See "plpa-info --help" for more information. A man page does not
yet exist, unfortunately.
Note that plpa-info is *only* compiled and installed if PLPA is
installed as a standalone package (see below).
2. Developers can use this package by including the <plpa.h> header
file and using the following prototypes for setting and getting
processor affinity:
int plpa_sched_setaffinity(pid_t pid, size_t cpusetsize,
const plpa_cpu_set_t *cpuset);
int plpa_sched_getaffinity(pid_t pid, size_t cpusetsize,
const plpa_cpu_set_t *cpuset)
These functions perform run-time tests to determine which back-end
API variant exists on the system and then dispatch to it correctly.
The units of cpusetsize is number of bytes. This should normally
just be sizeof(*cpuset), but is made available as a parameter to
allow for future expansion of the PLPA (stay tuned).
The observant reader will notice that this is remarkably similar to
the one of the Linux API's (the function names are different and
the CPU set type is different). PLPA also provides several macros
for manipulating the plpa_cpu_set_t bitmask, quite similar to FDSET
macros (see "What, Exactly, Is the Problem?" above for a
description of problems with the native CPU_* macros):
- PLPA_CPU_ZERO(&cpuset): Sets all bits in a plpa_cpu_set_t to
zero.
- PLPA_CPU_SET(num, &cpuset): Sets bit <num> of <cpuset> to one.
- PLPA_CPU_CLR(num, &cpuset): Sets bit <num> of <cpuset> to zero.
- PLPA_CPU_ISSET(num, &cpuset): Returns one if bit <num> of
<cpuset> is one; returns zero otherwise.
Note that all four macros take a *pointer* to a plpa_cpu_set_t, as
denoted by "&cpuset" in the descriptions above.
Also note that he PLPA distinguishes between Linux processor,
socket, and core IDs and processor, socket, and core numbers. The
*Linux IDs* are kernel-assigned integer values that do not
necessarily start with zero and are not necessarily contiguous.
The *numbers* start with 0 and are contiguous to (N-1). The
numbers are therefore mainly a human convenience; they may or may
not exactly correspond to the Linux IDs; it is safest to assume
that they do not.
The following API functions are also available on supported
platforms with kernels that support topology information (e.g.,
AMD/Intel platforms with Linux kernel v2.6.16 or later). The list
below is a summary only; see plpa.h for a specific list of function
signatures:
- plpa_have_topology_information()
Will return 1 if the PLPA is able to provide topology
information, 0 otherwise. If 0 is returned, all the functions
below will return a negative value to signify a graceful failure.
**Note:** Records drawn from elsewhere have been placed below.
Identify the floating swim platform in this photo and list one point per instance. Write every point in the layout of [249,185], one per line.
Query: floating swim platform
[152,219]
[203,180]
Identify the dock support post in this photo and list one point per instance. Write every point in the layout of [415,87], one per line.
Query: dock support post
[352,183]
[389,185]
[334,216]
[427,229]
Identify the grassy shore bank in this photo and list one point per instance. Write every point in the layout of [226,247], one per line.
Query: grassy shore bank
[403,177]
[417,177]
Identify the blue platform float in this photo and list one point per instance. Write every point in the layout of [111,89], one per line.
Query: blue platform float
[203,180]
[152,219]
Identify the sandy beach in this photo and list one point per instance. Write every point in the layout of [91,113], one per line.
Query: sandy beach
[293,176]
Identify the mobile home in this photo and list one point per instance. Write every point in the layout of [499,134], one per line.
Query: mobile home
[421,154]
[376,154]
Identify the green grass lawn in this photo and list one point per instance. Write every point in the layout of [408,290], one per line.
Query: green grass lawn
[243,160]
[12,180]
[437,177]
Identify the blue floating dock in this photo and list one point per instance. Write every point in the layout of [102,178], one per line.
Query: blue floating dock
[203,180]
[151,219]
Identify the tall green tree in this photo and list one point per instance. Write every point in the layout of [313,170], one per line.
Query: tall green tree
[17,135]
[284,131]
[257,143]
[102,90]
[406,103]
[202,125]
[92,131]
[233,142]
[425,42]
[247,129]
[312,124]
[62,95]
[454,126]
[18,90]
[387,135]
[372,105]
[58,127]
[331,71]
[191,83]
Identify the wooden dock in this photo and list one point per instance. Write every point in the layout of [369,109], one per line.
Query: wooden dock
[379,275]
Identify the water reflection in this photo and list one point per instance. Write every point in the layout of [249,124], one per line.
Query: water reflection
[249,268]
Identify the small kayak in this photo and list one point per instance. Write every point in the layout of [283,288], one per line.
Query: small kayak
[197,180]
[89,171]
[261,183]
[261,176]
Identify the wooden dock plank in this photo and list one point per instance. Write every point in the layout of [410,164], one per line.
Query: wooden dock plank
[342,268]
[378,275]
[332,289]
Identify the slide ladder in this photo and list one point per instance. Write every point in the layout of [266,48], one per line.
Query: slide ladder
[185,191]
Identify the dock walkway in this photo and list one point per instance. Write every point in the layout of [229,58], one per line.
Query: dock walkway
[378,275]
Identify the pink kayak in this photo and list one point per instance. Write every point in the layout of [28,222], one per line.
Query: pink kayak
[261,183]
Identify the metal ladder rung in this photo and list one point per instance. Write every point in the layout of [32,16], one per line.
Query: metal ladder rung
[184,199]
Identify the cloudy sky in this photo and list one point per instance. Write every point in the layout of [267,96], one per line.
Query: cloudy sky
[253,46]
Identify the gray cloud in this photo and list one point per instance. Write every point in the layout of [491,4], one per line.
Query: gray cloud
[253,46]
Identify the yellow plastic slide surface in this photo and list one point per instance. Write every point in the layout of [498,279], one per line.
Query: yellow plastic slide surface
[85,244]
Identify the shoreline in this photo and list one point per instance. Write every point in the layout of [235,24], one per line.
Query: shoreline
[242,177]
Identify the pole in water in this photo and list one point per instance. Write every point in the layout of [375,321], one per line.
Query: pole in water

- plpa_map_to_processor_id()
Take a (socket ID, core ID) tuple and map it to a Linux processor
ID
- plpa_map_to_socket_core()
Take a Linux processor ID and map it to a (socket ID, core ID)
tuple
- plpa_get_processor_info()
Return the number of processors and the max Linux processor ID
- plpa_get_processor_id()
Return the Linux processor ID for the Nth processor (starting
with 0)
- plpa_get_processor_flags()
Return whether a Linux processor ID exists, and if so, if it is
online
- plpa_get_socket_info()
Return the number of sockets and the max Linux socket ID
- plpa_get_socket_id()
Return the Linux socket ID for the Nth socket (starting with 0)
- plpa_get_core_info()
For a given socket ID, return the number of cores and the max
Linux core ID
- plpa_get_core_id()
For a given socket ID, return the Linux core ID of the Nth core
(starting with 0)
- plpa_get_core_flags()
Return whether a (socket ID,core ID) tuple exists, and if so, if
it is online
- plpa_set_cache_behavior()
Tell PLPA to use (or not) a local cache for the topology
information, or to refresh the cache right now
- plpa_finalize()
Release all internal resources allocated and maintained by the
PLPA. It is permissible to invoke other PLPA functions after
plpa_finalize(), but if you want to release PLPA's resources, you
will need to invoke plpa_finalize() again. Note that it is not
necessary (but harmless) to invoke plpa_finalize() on systems
where plpa_have_topology_information() returns that the topology
information is not supported.
*** NOTE: Topology information (i.e., (socket ID, core ID) tuples)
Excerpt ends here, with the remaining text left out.